Author : National Institutes of Health (U.S.)
Publisher :
Page : 32 pages
File Size : 18,48 MB
Release : 1976
Category : Medicine
ISBN :
Author : Lawrence Chua
Publisher : University of Hawaii Press
Page : 292 pages
File Size : 16,13 MB
Release : 2021-02-28
Category : Architecture
ISBN : 0824887735
“Utopia” is a word not often associated with the city of Bangkok, which is better known for its disorderly sprawl, overburdened roads, and stifling levels of pollution. Yet as early as 1782, when the city was officially founded on the banks of the Chao Phraya river as the home of the Chakri dynasty, its orientation was based on material and rhetorical considerations that alluded to ideal times and spaces. The construction of palaces, monastic complexes, walls, forts, and canals created a defensive network while symbolically locating the terrestrial realm of the king within the Theravada Buddhist cosmos. Into the twentieth century, pictorial, narrative, and built representations of utopia were critical to Bangkok’s transformation into a national capital and commercial entrepôt. But as older representations of the universe encountered modern architecture, building technologies, and urban planning, new images of an ideal society attempted to reconcile urban-based understandings of Buddhist liberation and felicitous states like nirvana with worldly models of political community like the nation-state. Bangkok Utopia outlines an alternative genealogy of both utopia and modernism in a part of the world that has often been overlooked by researchers of both. It examines representations of utopia that developed in the city—as expressed in built forms as well as architectural drawings, building manuals, novels, poetry, and ecclesiastical murals—from its first general strike of migrant laborers in 1910 to the overthrow of the military dictatorship in 1973. Using Thai- and Chinese-language archival sources, the book demonstrates how the new spaces of the city became arenas for modern subject formation, utopian desires, political hegemony, and social unrest, arguing that the modern city was a space of antinomy—one able not only to sustain heterogeneous temporalities, but also to support conflicting world views within the urban landscape.
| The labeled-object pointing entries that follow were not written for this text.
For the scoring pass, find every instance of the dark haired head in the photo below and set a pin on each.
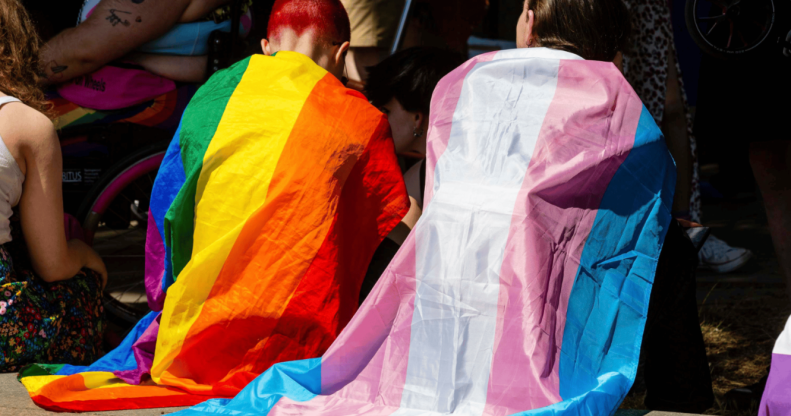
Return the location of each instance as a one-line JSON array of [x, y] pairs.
[[592, 29], [327, 17], [410, 76]]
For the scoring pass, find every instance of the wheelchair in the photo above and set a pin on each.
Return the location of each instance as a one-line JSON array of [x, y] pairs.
[[110, 161], [733, 29]]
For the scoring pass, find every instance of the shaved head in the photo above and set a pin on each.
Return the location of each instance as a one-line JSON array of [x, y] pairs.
[[327, 18]]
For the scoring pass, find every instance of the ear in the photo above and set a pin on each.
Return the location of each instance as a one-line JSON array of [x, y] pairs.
[[531, 18], [419, 119], [340, 54], [266, 47]]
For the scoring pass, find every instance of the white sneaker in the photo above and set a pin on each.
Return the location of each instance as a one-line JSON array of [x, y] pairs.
[[717, 255]]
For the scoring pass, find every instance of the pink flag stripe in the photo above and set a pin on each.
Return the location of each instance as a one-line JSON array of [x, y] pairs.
[[543, 255]]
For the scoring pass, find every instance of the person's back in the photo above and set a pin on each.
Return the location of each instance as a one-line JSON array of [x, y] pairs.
[[268, 206], [525, 284]]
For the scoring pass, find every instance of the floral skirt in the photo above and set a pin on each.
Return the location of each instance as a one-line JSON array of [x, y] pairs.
[[40, 322]]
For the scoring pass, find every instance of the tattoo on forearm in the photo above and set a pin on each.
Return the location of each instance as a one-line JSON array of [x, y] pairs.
[[114, 19]]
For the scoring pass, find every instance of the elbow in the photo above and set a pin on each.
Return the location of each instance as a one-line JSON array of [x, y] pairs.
[[87, 58], [50, 273]]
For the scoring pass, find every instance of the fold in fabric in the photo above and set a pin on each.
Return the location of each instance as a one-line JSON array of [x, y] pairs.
[[270, 201], [524, 286]]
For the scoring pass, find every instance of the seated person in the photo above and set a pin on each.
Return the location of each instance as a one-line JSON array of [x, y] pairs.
[[50, 288], [126, 52], [401, 87], [264, 216], [525, 285]]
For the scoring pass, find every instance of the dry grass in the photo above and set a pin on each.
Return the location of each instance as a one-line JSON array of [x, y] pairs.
[[739, 333]]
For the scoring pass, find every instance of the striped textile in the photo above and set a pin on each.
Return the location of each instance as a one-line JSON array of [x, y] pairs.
[[272, 197], [162, 112], [777, 395], [524, 287]]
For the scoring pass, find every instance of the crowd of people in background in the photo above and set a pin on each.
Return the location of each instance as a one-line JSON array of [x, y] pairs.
[[51, 287]]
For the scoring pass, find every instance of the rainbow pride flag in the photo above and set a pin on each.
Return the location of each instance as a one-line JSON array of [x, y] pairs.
[[270, 202], [524, 287]]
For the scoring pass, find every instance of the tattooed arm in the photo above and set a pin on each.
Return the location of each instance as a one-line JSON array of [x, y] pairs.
[[115, 28]]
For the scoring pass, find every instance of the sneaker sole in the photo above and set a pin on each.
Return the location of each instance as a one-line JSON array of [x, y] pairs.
[[730, 266]]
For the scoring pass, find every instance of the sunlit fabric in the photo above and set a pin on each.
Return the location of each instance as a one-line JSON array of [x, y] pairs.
[[777, 395], [269, 204], [524, 287]]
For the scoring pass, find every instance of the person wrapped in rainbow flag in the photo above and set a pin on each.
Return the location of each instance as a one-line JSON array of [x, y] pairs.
[[274, 193]]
By underscoring the paradoxical character of utopias and their formal narrative expressions of both hope and hegemony, Bangkok Utopia provides an innovative way to conceptualize the uneven economic development and fractured political conditions of contemporary global cities.
Author :
Publisher :
Page : 32 pages
File Size : 40,70 MB
Release : 1970
Category : Federal aid to medical care research
ISBN :
Author : Tom Kemper
Publisher : Univ of California Press
Page : 312 pages
File Size : 17,32 MB
Release : 2010
Category : Business & Economics
ISBN : 0520257065
This is a history of Hollywood agents as they rose in the studio system in the late 1920s and early 1930s up through the 1940s, demonstrating the central role they played in the classical Hollywood period.